Why Doesn’t The Government Allow Straight Couples To Have Civil Partnerships?

Rebecca Steinfeld, 37, and Charles Keidan, 41, are appearing at the UK supreme court today to continue their battle to have opposite-sex couples given the right to civil partnerships, despite being defeated at the court of appeal in February.

The 2004 Civil Partnership Act permits gay couples to be civil partners, and a 2013 amendment also allows them to get married in England, Scotland and Wales. But heterosexual couples can only get married. 

Although evidence from 2017 showed the government were investigating the extension of civil partnerships, more recent reports have shown a complete U-turn. Now women and equalities minister Penny Morduant is more likely to “abolish” civil partnerships across the board, rather than extend them. 

“There has been a consistent desire from the Conservatives to get rid of civil partnerships altogether,” said Lib Dem baroness Lynne Featherstone. 

Despite legal experts, including Louise Whitfield, the solicitor acting on behalf of Steinfeld and Keidan, claiming that this case of inequality brings “the law into disrepute”, the government continues to drag its heels. But why?

Human rights barrister, Adam Wagner, tells HuffPost UK: “It is going to take political capital to change anything in this area of law, because as with all marriage issues it has a religious and conservative element.”

Wagner says a lot of the hesitation is likely to come back to the notion of ‘strengthening’ and ‘weakening’ the institution of marriage.
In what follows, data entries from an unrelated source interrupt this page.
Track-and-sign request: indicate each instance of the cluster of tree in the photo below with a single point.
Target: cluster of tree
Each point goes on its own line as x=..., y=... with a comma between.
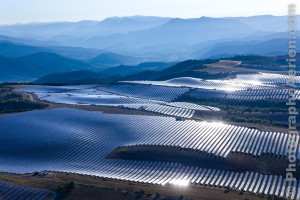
x=16, y=103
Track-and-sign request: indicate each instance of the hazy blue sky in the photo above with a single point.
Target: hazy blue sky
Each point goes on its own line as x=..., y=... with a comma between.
x=23, y=11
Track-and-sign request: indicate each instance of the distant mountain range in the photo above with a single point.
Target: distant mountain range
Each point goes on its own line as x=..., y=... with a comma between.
x=155, y=38
x=134, y=47
x=165, y=71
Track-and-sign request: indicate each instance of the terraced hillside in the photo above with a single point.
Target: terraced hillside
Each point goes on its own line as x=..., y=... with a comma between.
x=82, y=143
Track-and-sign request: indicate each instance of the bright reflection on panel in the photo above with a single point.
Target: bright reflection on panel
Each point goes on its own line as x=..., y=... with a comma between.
x=179, y=182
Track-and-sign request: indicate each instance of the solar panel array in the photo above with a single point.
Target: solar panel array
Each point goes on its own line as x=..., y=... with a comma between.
x=267, y=78
x=145, y=91
x=11, y=191
x=206, y=84
x=81, y=143
x=95, y=96
x=277, y=94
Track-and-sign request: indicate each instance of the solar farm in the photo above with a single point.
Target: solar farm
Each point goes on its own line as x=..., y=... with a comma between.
x=96, y=135
x=169, y=143
x=12, y=191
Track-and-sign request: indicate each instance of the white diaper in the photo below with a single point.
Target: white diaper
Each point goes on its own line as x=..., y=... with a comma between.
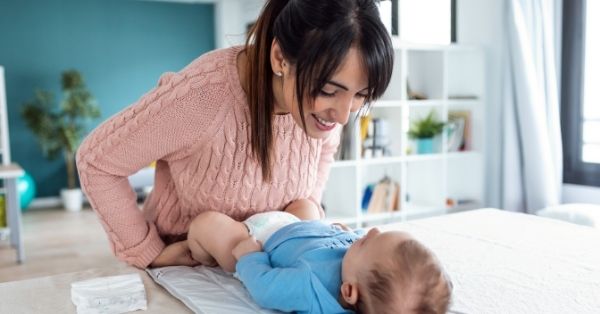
x=263, y=225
“If you remember David Cameron’s justification for equal marriage it was that it would ‘strengthen’ the institution of marriage. Now if you open the door to civil partnership, all of a sudden you’ll have people saying they are weakening marriage,” he says. “They are stuck between a rock and a hard place.”

And if that wasn’t enough of a political hot potato, Brexit will exacerbate any difficulties. “It has put a spanner in the works in terms of taking up legislative time. Couples might end up waiting forever if they wait,” says Wagner.

Given that there is no timeline for couples waiting for an answer, why are some heterosexual couples still so keen to secure a civil partnership? Steinfeld and Keidan say that they don’t want an institution with “patriarchal baggage”.  

Kate Stewart, a lecturer at Nottingham Trent University, and her partner Matthew also wanted a civil partnership because of their personal beliefs. 

Kate Stewart and her partner Matthew.

Unable to have one at home, they decided to go to Gibraltar. Although their union isn’t currently recognised by UK law.

Kate and Matthew rejected marriage because they both are atheists and feminists. “We felt very strongly that the patriarchal and religious heritage of marriage was inconsistent with our values,” she explained. “So we decided we would get one overseas, in the hope that legal recognition was coming here [to the UK], rather than compromise our values and enter a marriage we didn’t want to.”

Campaigning group Equal Civil Partnerships, said in a statement: “The outcome of the case could affect 3.3 million unmarried opposite-sex couples in England and Wales who currently have no legal protections in the case of separation or death and do not enjoy the alternative of a civil partnership available to same-sex couples.”